NES provides a structured and comprehensive platform with robust tracking of data provenance that is fundamental to enable the reproduction of the experiment. It was developed to keep together experimental data and information on its provenance, defined by the seven W's (Who, What, Where, Why, When, Which, (W) how). Examples of provenance information maintained by NES are: information about the scientists responsible for the experiment and collection of data and the description of the subject groups (who); the details about the recording protocol or behavioral data collection (e.g., the types of data collection performed) (what); the details of the experimental protocol used in the collection of primary data (how); the start/end date-time for data collection (when); the purpose of the experiment (why); the information about the experimental conditions to which the groups of subjects are submitted, such as tasks performed and stimuli applied (which); the information about the laboratory where data was collected (where) and even publications or other results that have arisen from the study of the collected data. Scientists can also record additional details for each participant in the experiment, such as information about his/her clinical history and social-demographic data.
It is worth mentioning that NES is not a new way to standardize the representation of experimental data. There are several models and formats (e.g., NeoHDF5 Garcia et al., 2014, NWB Teeters et al., 2015, and NIX Stoewer et al., 2014) currently in development to address this issue. These models are appropriate for organizing and exchanging data of a particular type and from a particular experiment. However, they do not replace the function of a database system, as provided by NES.
A database system keeps large data volumes and provides functionalities for access control, data consistency, fault tolerance and efficient data recovery. Furthermore, in a database it is possible to store the relationships between different types of data from different experiments, allowing for more sophisticated data analysis which are especially valuable to support research in multidisciplinary domains.
The NES Web interface and modular format provide an intuitive use of its data management functionalities and do not depend on any specific knowledge on informatics. NES was developed using open technologies and tools— such as the Django web framework and the PostgreSQL database management system—which can be easily installed and used in any research laboratory. Moreover, these tools make it capable of supporting a large number of simultaneous users and handling large amounts of data. All the structured data managed by NES is stored in PostgreSQL. This includes the participant records, the description of the experimental protocols, the equipment settings, the research organization data, among others. This kind of data is efficiently handled with PostgreSQL.

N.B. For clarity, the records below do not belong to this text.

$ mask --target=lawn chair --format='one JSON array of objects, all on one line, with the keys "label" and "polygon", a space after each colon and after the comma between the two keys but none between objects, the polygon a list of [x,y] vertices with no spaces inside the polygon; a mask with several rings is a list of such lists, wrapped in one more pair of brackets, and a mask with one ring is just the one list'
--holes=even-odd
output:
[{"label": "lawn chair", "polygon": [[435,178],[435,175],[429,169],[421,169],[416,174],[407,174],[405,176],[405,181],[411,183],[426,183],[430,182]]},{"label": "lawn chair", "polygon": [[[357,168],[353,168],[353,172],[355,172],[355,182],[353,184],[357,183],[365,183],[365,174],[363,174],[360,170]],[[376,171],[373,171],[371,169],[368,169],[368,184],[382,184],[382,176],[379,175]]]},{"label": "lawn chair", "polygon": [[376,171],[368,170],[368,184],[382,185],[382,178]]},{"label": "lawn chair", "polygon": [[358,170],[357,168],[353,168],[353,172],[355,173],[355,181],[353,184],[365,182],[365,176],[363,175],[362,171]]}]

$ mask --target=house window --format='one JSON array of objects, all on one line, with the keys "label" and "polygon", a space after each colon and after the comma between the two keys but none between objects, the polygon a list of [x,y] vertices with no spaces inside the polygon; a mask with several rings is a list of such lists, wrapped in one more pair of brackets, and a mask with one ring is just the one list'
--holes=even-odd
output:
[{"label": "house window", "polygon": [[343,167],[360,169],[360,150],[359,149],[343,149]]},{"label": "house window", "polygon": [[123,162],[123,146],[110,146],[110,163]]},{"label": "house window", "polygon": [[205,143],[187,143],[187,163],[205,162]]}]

All the files uploaded by users in NES, e.g., the EEG and EMG recordings and other types of data collections, are stored in the file-server system to facilitate their manipulation. This approach also enables the use of a distributed file system, a network storage device, or a cloud file storage to have storage scalability in a transparent way for NES.
NES is being used to manage experimental data of studies conducted in the NeuroMat research center. In particular, it has been used to construct an open database with data from TBPI studies. This initiative may allow the identification of functional markers related to the patients clinical improvement and foster the development of new investigative tools to unveil its mechanisms. Moreover, it aims at reducing the distance between clinical and experimental practice and encourage data sharing and reuse.
4.1. Limitations and Future Directions
NES provides basic functionalities for the registration of medical records because these data are required in several kinds of neuroscience experiments. However, it is important to emphasize that NES is not an electronic data capture (EDC) nor an electronic medical record (EMR) system and was not designed for these purposes. NES is not able to register information of nonhuman subjects. But the Participant data model can be easily extended to accommodate this type of data. Examples of attributes that should be considered for nonhuman subjects are identification, age, species, sex, stock or strain, house, and genetic characterization.
NES has some simple features for data search and filtering. For instance, one can search for a given participant in a given study and perform basic filtering in the exportation module. Also, data filtering can be employed upon data transference to the NeuroMat Open Database (NeuroMat DB) portal. The portal supports data search using keywords via an Elasticsearch mechanism. To improve the tool with more advanced querying features, a new module for Data Searching and Visualization which will index all the data stored in the NES database is being designed.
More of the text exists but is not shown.